Some skeptical market players predicted the end of securitization as a means of sovereign finance in Europe following the implementation of Eurostat's new, more stringent guidelines on how governments must account for their securitizations. A $6.9 billion Italian real estate deal that launched at the end of last year, however, proved that there are ways to adhere to and structure within the new regulations while maintaining the profitable benefits of securitization.
In 2001, both the Italian and Greek governments executed a series of sovereign transactions. Both governments used securitization as a way to reduce their debt levels, which aided them in achieving the Maastricht debt targets. As a result, sovereign securitizations were expected to take flight in 2002, with expectations that neighboring European jurisdictions dealing with similar debt reduction techniques, outlined by the Maastricht criteria, would follow the Greek and Italian lead.
But in July 2002, Eurostat seemingly put a stop to the loose transaction reporting guidelines, which made qualifying these transactions as off-balance-sheet more difficult.
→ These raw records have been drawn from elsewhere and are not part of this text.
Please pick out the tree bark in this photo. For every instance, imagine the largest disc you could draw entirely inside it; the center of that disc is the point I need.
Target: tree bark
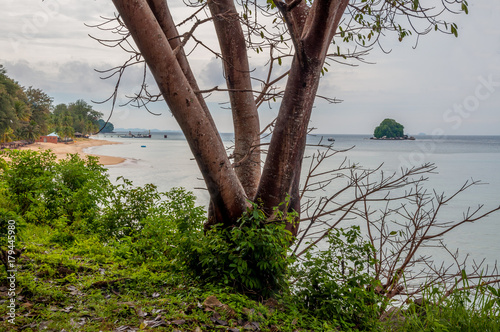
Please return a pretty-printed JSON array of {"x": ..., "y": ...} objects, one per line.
[
  {"x": 237, "y": 73},
  {"x": 284, "y": 161},
  {"x": 227, "y": 194}
]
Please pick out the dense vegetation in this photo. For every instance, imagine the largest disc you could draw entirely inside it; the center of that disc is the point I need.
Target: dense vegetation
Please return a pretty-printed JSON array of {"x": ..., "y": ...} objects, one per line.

Under the new regulations, sovereigns are required to report transactions on their balance sheet if the deal is guaranteed by the government, if it is a securitization of future revenue not generated from pre-existing assets, or if the sale price to the SPV at the time of the initial sale is more than 15% below market value or estimated market value of the assets and the difference is repaid to the government via a deferred purchase price.
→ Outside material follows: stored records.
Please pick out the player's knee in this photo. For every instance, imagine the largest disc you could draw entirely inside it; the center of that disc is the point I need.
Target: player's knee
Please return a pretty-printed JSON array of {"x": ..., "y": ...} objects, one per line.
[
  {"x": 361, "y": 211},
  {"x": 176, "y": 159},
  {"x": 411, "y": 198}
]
The challenge for the Italian government was to achieve the 85% loan-to-value ratio dictated by the Eurostat guidelines in order to achieve off-balance-sheet treatment. In its SCIP 1 transaction launched at the end of 2001, the government did not have to comply with these regulations and was therefore able to include only higher-rated assets. With SCIP 2, the Italian government was able to comply with the new regulations by going down the credit curve to issue debt rated from triple-A to single-A. "The execution risk is higher as a result," explained one market participant. "Trying to get the rating agency to rate to the prescribed amount is essential - without the 85% LTV there is no deal, and 85% can only be achieved with the rating agency stress test."
According to market sources, the Italian treasury was under a stringent timeframe to get the deal done. Consequently, initial plans to include U.S. dollar tranches that would have attracted U.S. buyers were omitted in order to streamline the marketing process. The double-A and single-A tranches priced at 65 and 117 basis points over Euribor, respectively. "By including these lower-rated assets, it makes the cost of issuance obviously higher," said sources at Citigroup/Salomon Smith Barney.
"This is the first time the government has issued non triple-A rated bonds. There is obviously enough investor appetite for the lower-rated paper, otherwise the deal would not have been done," the sources said. "The deal proved that even under adverse conditions, government securitizations can still get done, creating a benchmark for other government securitizations in the future."
Going forward, the Republic of Italy is likely to tap the ABS market again because the government has other assets on its balance sheet that could qualify for securitization. "We expect to see another SCIP-style transaction from the Italian government, which is keen to raise off-balance sheet debt," according to Morgan Stanley's 2003 outlook. "This should make up most of Italy's 2003 CMBS issuance."
As to whether other countries will follow Italy's lead is hard to predict. The Greek government stated last year that it would likely not execute a transaction that wouldn't qualify for off-balance-sheet treatment. The deals that it has executed in the past are all backed by the sovereign, which under the current rules would not qualify for off-balance-sheet treatment.
But Italy's real estate deal provides governments with a fresh perspective from which to explore the possibilities of securitization. "This deal proved that even under the new risk-transfer requirements of Eurostat, it is possible to achieve non-debt treatment in the securitization of government real estate assets," said analysts at Citigroup. "However, future flow transactions and government guaranteed transactions are to be treated as government borrowing under Eurostat guidelines."